= Dáire mac Fiachna =

Figure in Irish mythology

Dáire mac Fiachna is an Ulster cattle-lord who appears in the Ulster Cycle of Irish mythology as the owner of Donn Cuailnge (The Brown Bull of Cooley) over which the Táin Bó Cuailnge (Cattle Raid of Cooley) is fought. Following the medieval Irish genealogies, Dáire mac Fiachna appears to have been a paternal relative of Conchobar Mac Nessa. He appears in the Táin Bó Regamon within a ghastly chariot alongside the Morrígan. He is described as a great man wrapped in a red cloak with a forked staff of hazel at his back. The Morrígan first introduces him as h-Uar-gaeth-sceo-luachair-sceo, before later revealing that he is Dáire mac Fiachna, and the owner of Donn Cuailnge.
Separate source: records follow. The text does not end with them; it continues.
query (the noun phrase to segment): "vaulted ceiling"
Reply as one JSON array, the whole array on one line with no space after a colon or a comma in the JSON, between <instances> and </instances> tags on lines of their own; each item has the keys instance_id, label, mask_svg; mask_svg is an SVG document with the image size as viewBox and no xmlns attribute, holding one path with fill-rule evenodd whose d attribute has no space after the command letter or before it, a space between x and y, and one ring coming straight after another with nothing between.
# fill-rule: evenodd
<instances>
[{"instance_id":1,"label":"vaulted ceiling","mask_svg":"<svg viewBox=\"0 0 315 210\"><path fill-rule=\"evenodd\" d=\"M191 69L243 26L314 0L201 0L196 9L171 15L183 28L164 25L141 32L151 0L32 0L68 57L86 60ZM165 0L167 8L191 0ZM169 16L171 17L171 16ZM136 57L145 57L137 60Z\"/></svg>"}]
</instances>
When Queen Medb of Connacht discovers that her husband, Ailill, is considerably wealthier than her due to his possession of one extremely fertile bull, she resolves to even the account by taking possession of Dáire mac Fiachna's great bull, Donn Cuailnge. Queen Medb sends messengers to Dáire mac Fiachna with a generous offer of land, treasure, and if necessary, sexual favours, should Dáire mac Fiachna agree to loan her the bull for one year. Initially, Dáire mac Fiachna agrees. But when one of the Queen's messengers becomes inebriated, he boasts that had Dáire mac Fiachna not agreed, Queen Medb would have taken the bull by force. When Dáire mac Fiachna hears this slight, he backs out of the deal, and Queen Medb launches her army to take Donn Cuailnge, by force.